Claudia Warning is the director-general for the Middle East Asia, Latin America, and Southeast and Eastern Europe, German Ministry for Economic Cooperation and Development ,and honorary professor for development cooperation at the International Center for Sustainable Development, University of Applied Sciences Bonn Rhine-Sieg. She was also the former director of international programmes at Bread for the World which is part of the Protestant Agency for Diakonie and Development (EWDE).

Howard White is the chief executive officer of Campbell Collaboration. He was previously the founding executive director of the International Initiative for Impact Evaluation (3ie) and has led the impact evaluation program of the World Bank's Independent Evaluation Group. He started his career as an academic researcher at the Institute of Social Studies in The Hague, and the Institute of Development Studies, University of Sussex. As an academic, he leans towards work with policy relevance and working in the policy field believes in academic rigor as the basis for policy and practice.

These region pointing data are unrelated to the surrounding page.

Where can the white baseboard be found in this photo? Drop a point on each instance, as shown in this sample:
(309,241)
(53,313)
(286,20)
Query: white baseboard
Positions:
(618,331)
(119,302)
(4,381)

L Alan Winters CB is professor of economics and director of the UK Trade Policy Observatory in the University of Sussex, a leading contributor to the debate on Brexit. From 2008 to 2011 he was chief economist at the British government’s Department for International Development (DFID), and from 2004 to 2007 director of the Development Research Group of the World Bank. He is the editor of The World Trade Review. Until 2017 he was also chairman of the Board of the Global Development Network, a member of the Council of the UK’s Economic and Social Research Council and Chair of its Research Committee and He has advised, inter alia, various UK government departments, the Organisation for Economic Co-operation and Development, the Commonwealth Secretariat, the European Commission, the European Parliament, the United Nations Conference on Trade and Development, the World Trade Organization, and the Inter-American Development Bank.

 

John Young, the executive director of the International Network for the Availability of Scientific Publications, has spent nearly 40 years working to promote greater use of research-based evidence in development policy and practice. After graduating as a veterinarian, he spent 20 years in Sri Lanka, Kenya and Indonesia developing, implementing and testing new approaches to animal health care, livestock and agricultural production, rural development, and decentralized public services. He also developed and lead the Research and Policy Development Programme at Overseas Development Institute, researching and advising international NGOs and bilateral and multilateral development organizations on research, communication policy engagement and influence, organizational and institutional development, capacity development, and monitoring evaluation and learning.

Michaela Zintl has worked in various capacities in the German Ministry for Economic Cooperation and Development (BMZ). She has also briefly worked with the KfW development bank and has served as the executive director – representing a diverse constituency – of the Inter-American Development Bank (IDB). Over the past years, her work focused on evaluation, heading the evaluation (and later on, development research) unit in the BMZ and holding the position of co-director of the German Institute for Development Evaluation (DEval). Since April 2019 Michaela is retired but continues to work part-time on evaluation issues for the BMZ. She is an economist by training, studying in Austria, Germany and the US.